SMPE - Lecture 4 28/10/2021
Data management
What is research data? Observations collected through experiments, various format, raw or processed.
What is personal data? Data that can be used to identify a person, directly or indirectly.
Some data can redirect to a person if background knowledge is available (ex. MAC address).
What is sensitive personal data? Data that can be used to harm somebody, can lead to discrimination.
It is forbidden to process sensitive data, except with consent or if it is important.
Any process of those data must be declared to authorities.
Data management plan
Written document that describes how data are acquired, generated or used during a research process
and the mechanisms used during and after the project. FAIR, as open as possible and as closed as necessary.
Why data managament plan?
- Time efficiency: without DMP, difficult to make research reproducible later; with DMP spend some time at
the beginning and then it is faster.
- Impact: correlation between sharing data and citation rates.
- Funding: DMP required by funding societies.
DMP needs to be updated over time.
Relevant aspects of data management: related to FAIR principle. DMP can be written by hand or using tools.
- Data description and collection or re-use of existing data:
- describe sources and licences and the new data collected or produced (why not using existing data?)

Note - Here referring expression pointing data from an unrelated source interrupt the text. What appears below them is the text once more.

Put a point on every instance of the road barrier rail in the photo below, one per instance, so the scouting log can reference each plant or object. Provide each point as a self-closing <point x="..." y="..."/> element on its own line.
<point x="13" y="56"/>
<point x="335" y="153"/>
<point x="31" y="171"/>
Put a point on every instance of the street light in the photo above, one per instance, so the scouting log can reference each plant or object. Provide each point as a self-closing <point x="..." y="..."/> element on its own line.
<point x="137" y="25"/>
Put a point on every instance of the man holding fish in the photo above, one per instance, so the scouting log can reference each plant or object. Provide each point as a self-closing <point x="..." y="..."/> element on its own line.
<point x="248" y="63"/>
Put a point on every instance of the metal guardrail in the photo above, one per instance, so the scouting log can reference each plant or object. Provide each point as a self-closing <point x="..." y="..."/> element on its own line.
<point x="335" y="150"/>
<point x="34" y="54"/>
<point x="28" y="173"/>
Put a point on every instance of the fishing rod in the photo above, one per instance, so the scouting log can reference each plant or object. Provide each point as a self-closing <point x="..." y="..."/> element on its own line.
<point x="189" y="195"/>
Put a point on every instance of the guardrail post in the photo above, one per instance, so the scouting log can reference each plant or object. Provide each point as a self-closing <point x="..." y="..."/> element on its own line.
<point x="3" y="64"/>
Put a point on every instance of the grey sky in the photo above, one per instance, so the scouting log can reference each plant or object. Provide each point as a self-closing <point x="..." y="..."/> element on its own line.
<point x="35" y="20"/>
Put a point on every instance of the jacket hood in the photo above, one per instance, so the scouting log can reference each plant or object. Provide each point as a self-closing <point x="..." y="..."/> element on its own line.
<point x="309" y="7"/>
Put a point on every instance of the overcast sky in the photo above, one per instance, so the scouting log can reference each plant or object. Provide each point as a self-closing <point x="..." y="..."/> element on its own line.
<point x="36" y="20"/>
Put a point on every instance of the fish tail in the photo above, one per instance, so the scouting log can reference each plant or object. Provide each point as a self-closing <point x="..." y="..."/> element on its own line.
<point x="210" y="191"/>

- detail kind, format and volume of data
- Documentation and data quality:
- describe metadata accompanying data (different kind of metadata), detail used standards (should be the
one of the research community)
- use controlled vocabularies if relevant
- explain organization and followed methodology
- add README file describing how information is captured and recorded
- explain data quality control
- Storage and backup during the research process:
- minimum three backups in different location, automatic backups should be used
- data security and protection of sensitive data, data recoveries strategies and access rights
- Legal and ethical requirements, codes of conduct:
- responsabilities for data processing and protection
- data minimization (reduce risks) and privacy by default
- detail achievement of compliance with GDPR
- consider possibal ethical issues
- Data sharing and long-term presentation:
- describe how and when and which and where data will be shared and preserved
- describe methods or tools needed to access and use data
- ensure persistent identifier as DOIs
- choose license to use
- Data management responsabilities and resources:
- state who is responsible for data management
- tools to estimate needed resources
Need to adapt to different domains, legislations, funders and local institutions.

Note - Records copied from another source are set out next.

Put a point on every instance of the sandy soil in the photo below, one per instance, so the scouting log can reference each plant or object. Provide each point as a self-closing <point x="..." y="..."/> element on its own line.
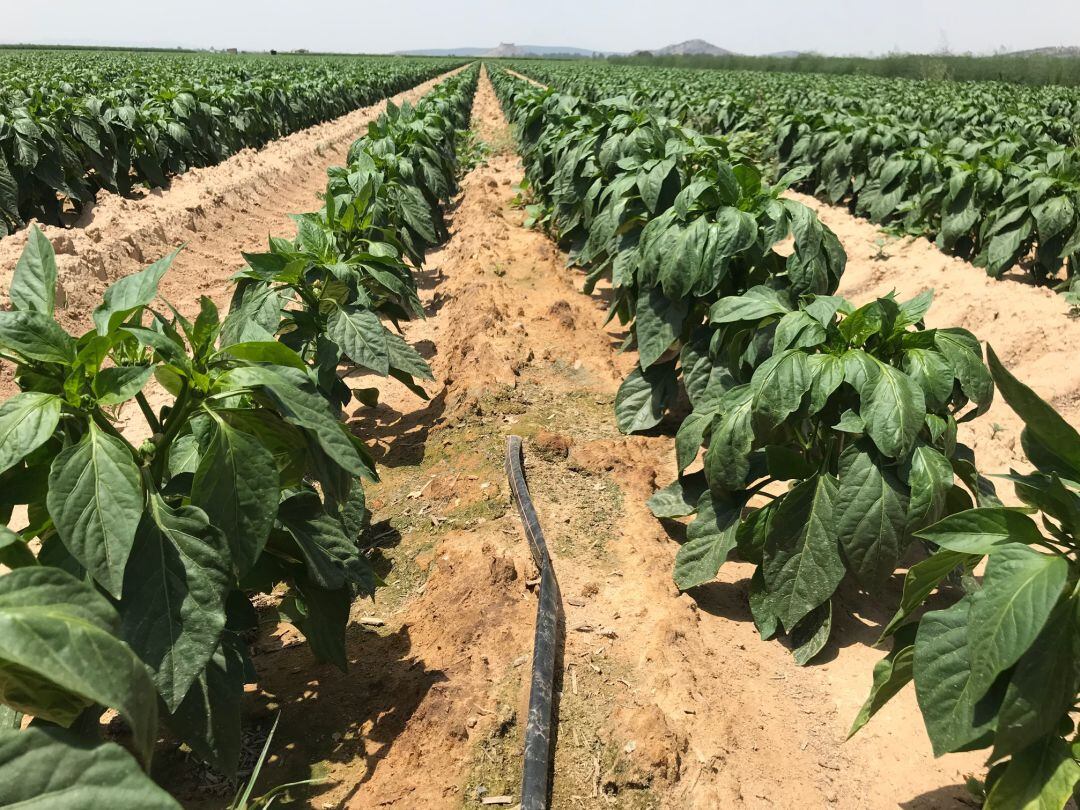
<point x="667" y="700"/>
<point x="214" y="212"/>
<point x="1029" y="327"/>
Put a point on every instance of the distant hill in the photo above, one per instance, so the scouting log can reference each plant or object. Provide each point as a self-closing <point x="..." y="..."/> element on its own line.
<point x="505" y="49"/>
<point x="1055" y="51"/>
<point x="692" y="48"/>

- For geographic data, best visualization is using a map
- How this data have been produced? A pointer to the data is provided, it may change, use a checksum to
verify that it is the one file we want
- One must consider the semantic of the data, departments in France evolved over time
- In R, load values for missing values as
NA
s
- Deal with personal name, if there is only a person with a certain firstname it can be identified, more
rare names gathered together
- One must explore the dataset, read the associated documentation and metadata files
- In R, dataframe can be piped to a plotting function
- In the dataset, the same name is present with different accent, leads to duplicates and missing value
- All manipulations should be noted (ex. capitalize all names without accents)
- For intensity of firstnames numbers should be normalize according to total births
Introduction to data statistics
It is important to analyse the dataset.
- Data production:
- depends on the intention of who builds data, biais are always introduced (purpose)

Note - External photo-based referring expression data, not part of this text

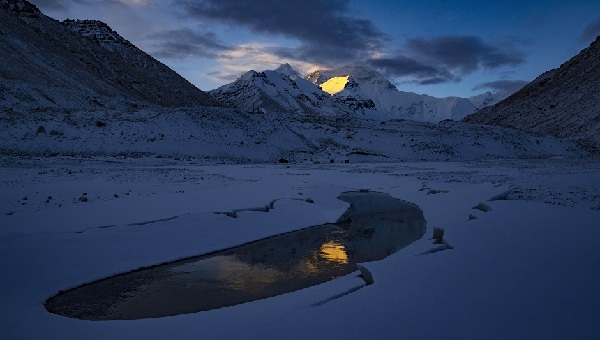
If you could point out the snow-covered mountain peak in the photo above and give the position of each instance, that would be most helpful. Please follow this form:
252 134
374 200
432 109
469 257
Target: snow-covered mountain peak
99 32
275 92
361 74
288 70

- the followed approach is important (method)
- a dataset has to be practically produced, characterization and semantic of data (observations)
- Analysis of the set of variables:
- understand the role of each variable and why it has been chosen
- important to build good metadata document and define variable properties, identifying response and
explanatory variables
- Data production:
- datasets are not building without the need of a decision at the end, it coincides with risks
- quality of dataset implies quality of decision
- Quality criteria:
- EUROSTAT: relevance, accuracy, timeliness, comparability, coherence, accessibility
- Berti-Equille: interpretability, unicity, conformity to norm, consistency
- Pre-processing:
- look at data before doing any analysis, understand the data
- there are almost always missing data, try to understand them and give potential explanations
- state how missing values are treated